ContrastEncoder

ContrastEncoder

A model type for constructing a contrast encoder, based on MLJTransforms.jl, and implementing the MLJ model interface.

From MLJ, the type can be imported using

ContrastEncoder = @load ContrastEncoder pkg=MLJTransforms

Do model = ContrastEncoder() to construct an instance with default hyper-parameters. Provide keyword arguments to override hyper-parameter defaults, as in ContrastEncoder(features=...).

ContrastEncoder implements the following contrast encoding methods for categorical features: dummy, sum, backward/forward difference, and Helmert coding. More generally, users can specify a custom contrast or hypothesis matrix, and each feature can be encoded using a different method.

Training data

In MLJ (or MLJBase) bind an instance unsupervised model to data with

mach = machine(model, X)

Here:

  • X is any table of input features (eg, a DataFrame). Features to be transformed must have element scitype Multiclass or OrderedFactor.

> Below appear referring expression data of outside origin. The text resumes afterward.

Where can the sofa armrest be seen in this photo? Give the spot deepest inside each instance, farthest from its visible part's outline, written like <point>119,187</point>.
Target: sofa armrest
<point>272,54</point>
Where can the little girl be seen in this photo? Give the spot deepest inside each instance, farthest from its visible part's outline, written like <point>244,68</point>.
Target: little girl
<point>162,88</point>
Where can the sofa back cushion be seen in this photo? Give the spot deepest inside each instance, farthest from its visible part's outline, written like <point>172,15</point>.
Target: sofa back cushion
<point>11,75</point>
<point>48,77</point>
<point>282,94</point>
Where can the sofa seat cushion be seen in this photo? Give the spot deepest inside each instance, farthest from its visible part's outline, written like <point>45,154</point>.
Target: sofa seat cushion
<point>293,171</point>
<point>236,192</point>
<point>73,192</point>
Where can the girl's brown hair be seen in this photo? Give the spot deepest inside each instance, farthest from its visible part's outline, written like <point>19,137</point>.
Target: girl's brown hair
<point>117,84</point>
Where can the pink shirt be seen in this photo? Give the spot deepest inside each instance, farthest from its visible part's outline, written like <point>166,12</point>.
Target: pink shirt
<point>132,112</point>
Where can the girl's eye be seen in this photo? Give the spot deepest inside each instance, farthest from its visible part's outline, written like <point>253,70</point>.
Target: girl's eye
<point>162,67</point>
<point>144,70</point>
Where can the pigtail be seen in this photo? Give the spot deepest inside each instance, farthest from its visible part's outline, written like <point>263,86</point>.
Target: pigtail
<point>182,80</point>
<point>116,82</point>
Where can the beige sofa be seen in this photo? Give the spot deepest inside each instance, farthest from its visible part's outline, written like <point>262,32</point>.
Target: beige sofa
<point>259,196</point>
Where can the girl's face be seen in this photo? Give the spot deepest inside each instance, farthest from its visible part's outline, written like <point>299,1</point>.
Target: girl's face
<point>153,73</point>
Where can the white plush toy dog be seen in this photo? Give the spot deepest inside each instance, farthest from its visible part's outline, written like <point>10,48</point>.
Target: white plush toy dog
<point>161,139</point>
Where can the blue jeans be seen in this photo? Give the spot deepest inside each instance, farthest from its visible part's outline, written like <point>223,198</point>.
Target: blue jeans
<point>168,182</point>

Use schema(X) to check scitypes.

Train the machine using fit!(mach, rows=...).

Hyper-parameters

  • features=[]: A list of names of categorical features given as symbols to exclude or include from encoding, according to the value of ignore, or a single symbol (which is treated as a vector with one symbol), or a callable that returns true for features to be included/excluded
  • mode=:dummy: The type of encoding to use. Can be one of :contrast, :dummy, :sum, :backward_diff, :forward_diff, :helmert or :hypothesis.

If ignore=false (features to be encoded are listed explictly in features), then this can be a vector of the same length as features to specify a different contrast encoding scheme for each feature

  • buildmatrix=nothing: A function or other callable with signature buildmatrix(colname, k),

where colname is the name of the feature levels and k is it's length, and which returns contrast or hypothesis matrix with row/column ordering consistent with the ordering of levels(col). Only relevant if mode is :contrast or :hypothesis.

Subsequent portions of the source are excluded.